The focuser is also what gives me headaches right now. I have a tube with a lightweight 1.25" R&P focuser for testing purposes more or less ready, but if the objective turns out to be really good (what I hope, of course) I'd like to build a tube with a more substantial focuser, so I can use modern, heavier accesories without problems.
I did some calculations and interestingly enough, you actually need a 2" focuser on it (or at least a M44), if you want the maximum exit pupil with moderately wide-field eyepieces. This is logical, of course, since the f/ratio is 10.4, but it seems counterintuitive, because the scope is so physically small. If you want an AFOV of ~68°, the lowest magnification is 22.5x and the TFOV is 3° with a 2.22mm exit pupil. This is actually WORSE than what the 63/840 can do with a 2" 40mm 68° eyepiece that will yield 21x, 3.24° and a 3mm exit pupil! So if you decide to stay with a 1.25" focuser, you're not getting a wider field than the 63mm and the view is going to be considerably fainter, too. You can brighten the field (enlarging the exit pupil) by using longer focal length eyepieces, for example a 40mm for 13.5x and a 3.7mm exit pupil, but the TFOV is still just 3°. A 2" is going to widen that to 5° at the same power with a 40mm ES68, for example.
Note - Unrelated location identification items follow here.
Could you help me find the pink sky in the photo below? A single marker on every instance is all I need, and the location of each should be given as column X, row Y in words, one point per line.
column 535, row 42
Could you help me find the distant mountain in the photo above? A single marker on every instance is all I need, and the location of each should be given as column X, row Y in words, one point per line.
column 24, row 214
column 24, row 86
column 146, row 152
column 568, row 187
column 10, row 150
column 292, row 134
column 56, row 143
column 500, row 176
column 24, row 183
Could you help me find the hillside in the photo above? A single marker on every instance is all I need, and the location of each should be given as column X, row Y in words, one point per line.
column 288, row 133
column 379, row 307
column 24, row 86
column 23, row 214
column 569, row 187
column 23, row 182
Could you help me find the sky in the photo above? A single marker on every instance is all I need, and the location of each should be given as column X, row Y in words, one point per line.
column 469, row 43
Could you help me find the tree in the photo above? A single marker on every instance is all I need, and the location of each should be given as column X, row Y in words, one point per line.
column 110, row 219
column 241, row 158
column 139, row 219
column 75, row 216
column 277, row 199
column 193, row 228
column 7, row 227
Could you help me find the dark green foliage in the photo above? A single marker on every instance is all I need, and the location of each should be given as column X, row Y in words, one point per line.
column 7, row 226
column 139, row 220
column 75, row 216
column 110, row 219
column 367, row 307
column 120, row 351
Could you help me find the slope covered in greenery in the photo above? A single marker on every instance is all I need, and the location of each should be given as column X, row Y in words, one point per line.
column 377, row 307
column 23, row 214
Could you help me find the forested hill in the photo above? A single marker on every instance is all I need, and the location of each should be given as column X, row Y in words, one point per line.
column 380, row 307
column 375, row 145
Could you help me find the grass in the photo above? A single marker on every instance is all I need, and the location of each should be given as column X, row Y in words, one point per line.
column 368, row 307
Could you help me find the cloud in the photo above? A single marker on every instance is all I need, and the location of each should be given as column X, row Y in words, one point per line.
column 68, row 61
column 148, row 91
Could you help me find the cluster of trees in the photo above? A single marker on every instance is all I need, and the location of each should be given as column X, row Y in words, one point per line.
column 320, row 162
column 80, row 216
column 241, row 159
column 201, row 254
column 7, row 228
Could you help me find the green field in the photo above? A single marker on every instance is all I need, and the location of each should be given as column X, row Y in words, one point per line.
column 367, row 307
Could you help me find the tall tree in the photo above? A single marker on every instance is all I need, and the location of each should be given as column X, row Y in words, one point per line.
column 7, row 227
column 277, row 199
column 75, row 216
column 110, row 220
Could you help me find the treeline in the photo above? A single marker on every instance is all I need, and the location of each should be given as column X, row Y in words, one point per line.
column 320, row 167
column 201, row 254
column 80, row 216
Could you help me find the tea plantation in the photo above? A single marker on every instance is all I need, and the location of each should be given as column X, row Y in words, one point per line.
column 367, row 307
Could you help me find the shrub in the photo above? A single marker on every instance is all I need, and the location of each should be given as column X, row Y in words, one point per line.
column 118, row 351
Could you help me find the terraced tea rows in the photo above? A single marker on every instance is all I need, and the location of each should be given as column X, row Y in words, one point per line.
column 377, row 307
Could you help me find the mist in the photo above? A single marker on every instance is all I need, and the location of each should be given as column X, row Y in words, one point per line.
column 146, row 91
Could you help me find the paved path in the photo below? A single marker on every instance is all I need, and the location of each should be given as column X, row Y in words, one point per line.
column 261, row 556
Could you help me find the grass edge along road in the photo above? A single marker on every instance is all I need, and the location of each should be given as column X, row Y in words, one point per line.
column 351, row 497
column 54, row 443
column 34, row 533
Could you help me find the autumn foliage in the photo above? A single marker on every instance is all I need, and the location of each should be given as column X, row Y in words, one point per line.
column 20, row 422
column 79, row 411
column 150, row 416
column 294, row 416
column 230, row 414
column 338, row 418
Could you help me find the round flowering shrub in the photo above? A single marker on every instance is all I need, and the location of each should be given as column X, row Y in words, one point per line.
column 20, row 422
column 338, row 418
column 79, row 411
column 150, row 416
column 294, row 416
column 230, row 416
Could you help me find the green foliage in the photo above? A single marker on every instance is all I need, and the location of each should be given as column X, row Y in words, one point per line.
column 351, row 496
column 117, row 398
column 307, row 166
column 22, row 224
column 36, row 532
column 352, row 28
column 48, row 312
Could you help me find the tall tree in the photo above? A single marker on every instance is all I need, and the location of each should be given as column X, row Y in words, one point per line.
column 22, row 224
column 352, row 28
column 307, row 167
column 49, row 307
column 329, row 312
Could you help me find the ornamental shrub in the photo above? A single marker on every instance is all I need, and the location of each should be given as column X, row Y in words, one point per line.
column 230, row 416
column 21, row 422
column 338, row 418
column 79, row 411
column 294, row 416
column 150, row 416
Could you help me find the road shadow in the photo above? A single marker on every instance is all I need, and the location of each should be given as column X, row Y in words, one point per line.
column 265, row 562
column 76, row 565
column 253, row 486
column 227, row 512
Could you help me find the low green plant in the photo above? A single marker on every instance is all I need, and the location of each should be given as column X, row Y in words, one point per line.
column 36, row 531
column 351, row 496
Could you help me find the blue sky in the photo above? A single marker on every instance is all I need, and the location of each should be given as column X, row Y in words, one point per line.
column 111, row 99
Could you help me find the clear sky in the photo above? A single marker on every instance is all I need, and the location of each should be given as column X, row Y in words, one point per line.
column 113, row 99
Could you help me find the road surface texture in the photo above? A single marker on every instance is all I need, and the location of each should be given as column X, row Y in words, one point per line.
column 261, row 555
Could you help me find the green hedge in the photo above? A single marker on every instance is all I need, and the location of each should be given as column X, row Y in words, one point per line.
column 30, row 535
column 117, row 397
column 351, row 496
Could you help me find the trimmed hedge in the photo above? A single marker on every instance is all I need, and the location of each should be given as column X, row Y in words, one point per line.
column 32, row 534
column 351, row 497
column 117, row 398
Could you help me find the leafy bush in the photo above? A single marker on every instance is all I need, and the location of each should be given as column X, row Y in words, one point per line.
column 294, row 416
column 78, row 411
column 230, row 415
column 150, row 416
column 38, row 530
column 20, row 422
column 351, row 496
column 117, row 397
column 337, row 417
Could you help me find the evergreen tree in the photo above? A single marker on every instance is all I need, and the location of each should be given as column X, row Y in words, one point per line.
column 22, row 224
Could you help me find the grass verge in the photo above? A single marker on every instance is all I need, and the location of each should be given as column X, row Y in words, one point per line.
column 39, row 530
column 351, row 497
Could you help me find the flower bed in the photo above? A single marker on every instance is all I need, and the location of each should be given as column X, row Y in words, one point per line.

Now, the obvious question is of course whether you NEED that extra field. 3° is nothing to sneeze at and hauling the big eyepieces around on a vacation, where you have to travel light, is of course not going to work well - or at all. From home, things might look different, however, especially on deep-sky. On most occasions, 1.25" might be preferable, though, simply because of the weight issues with such a tiny scope.
But finding a quality focuser for a decent price is actually MUCH, MUCH easier if you choose a 2"! I had a very hard time finding a good quality 1.25" focuser. The obvious problem is of course that a 2" crayford or R&P is BIG. I've found a 2" helical focuser that is not much bigger than the M44 helical focuser, but it only has 30mm's of travel, which is short for a refractor and may necessitate an additional drawtube.
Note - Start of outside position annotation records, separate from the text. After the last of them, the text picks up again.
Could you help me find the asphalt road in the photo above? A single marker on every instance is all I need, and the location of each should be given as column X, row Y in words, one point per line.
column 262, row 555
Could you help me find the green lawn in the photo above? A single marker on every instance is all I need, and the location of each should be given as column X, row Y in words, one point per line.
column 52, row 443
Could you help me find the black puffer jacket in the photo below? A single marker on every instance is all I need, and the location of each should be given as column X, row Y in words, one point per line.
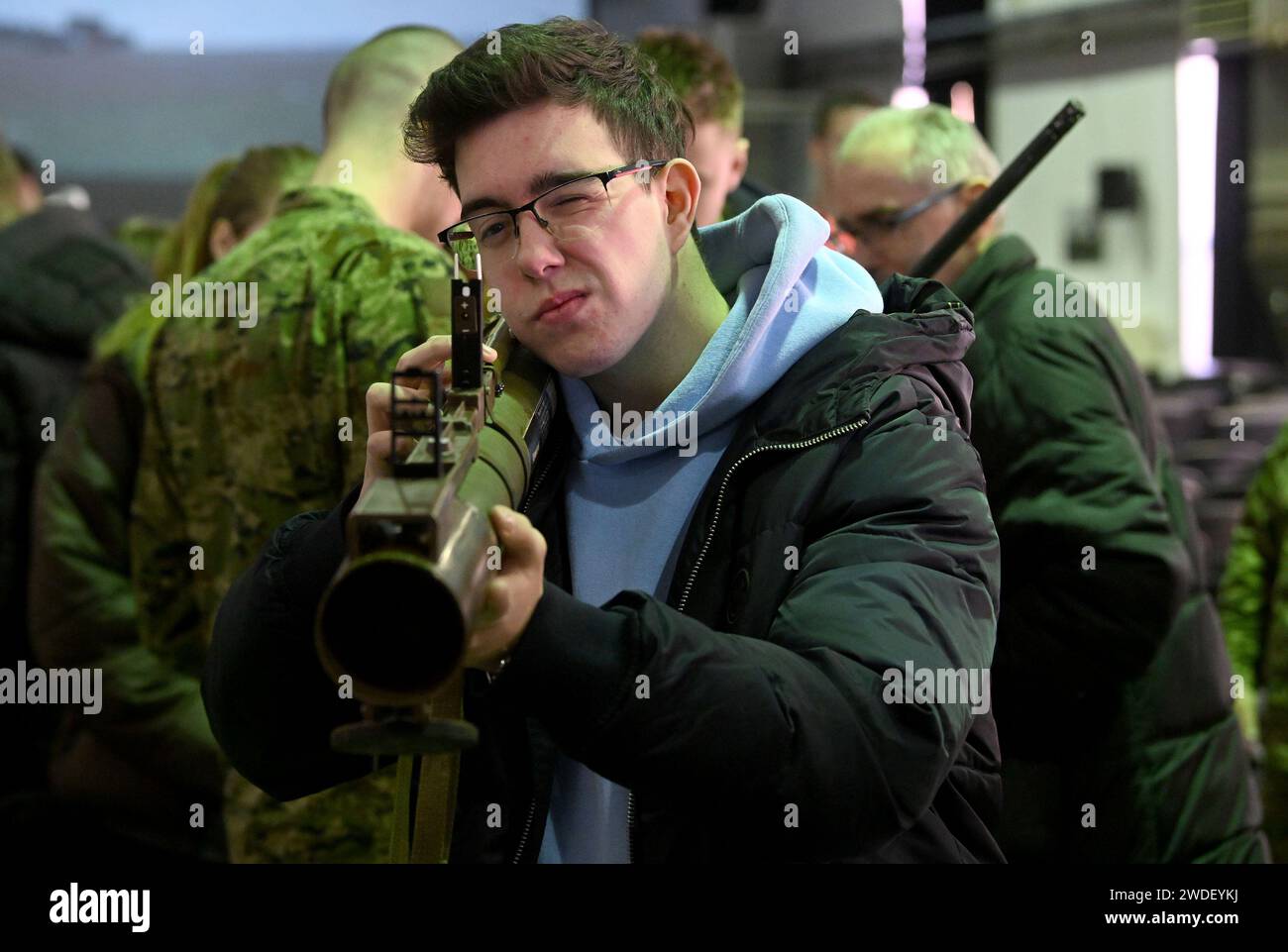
column 765, row 681
column 60, row 282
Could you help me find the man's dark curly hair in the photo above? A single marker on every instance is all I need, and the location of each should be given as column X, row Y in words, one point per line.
column 570, row 62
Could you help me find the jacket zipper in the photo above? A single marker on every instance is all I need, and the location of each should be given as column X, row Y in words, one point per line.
column 694, row 574
column 532, row 808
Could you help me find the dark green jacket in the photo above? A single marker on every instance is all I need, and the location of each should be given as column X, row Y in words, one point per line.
column 772, row 673
column 1111, row 682
column 1253, row 601
column 60, row 282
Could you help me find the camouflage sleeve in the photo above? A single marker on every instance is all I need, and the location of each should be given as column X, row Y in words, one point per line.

Nothing's decided, of course.
And then there's the question of finderscope or not, to further complicate things. Before you say "it's too short to need one", I've actually often found myself wanting one on scopes with even shorter focal length. I'm thinking something like a 4x25 with RACI diagonal. This is because if the scope is used on a low tripod, getting low enough to aim along the scope or use a red dot finder (which I despise, BTW) or a straight through finder can get very awkward or downright impossible.
All of this is merely dreaming and future planning, of course. I do have a more important project right now, which is to get my 125mm f/14 Lichtenknecker up and running.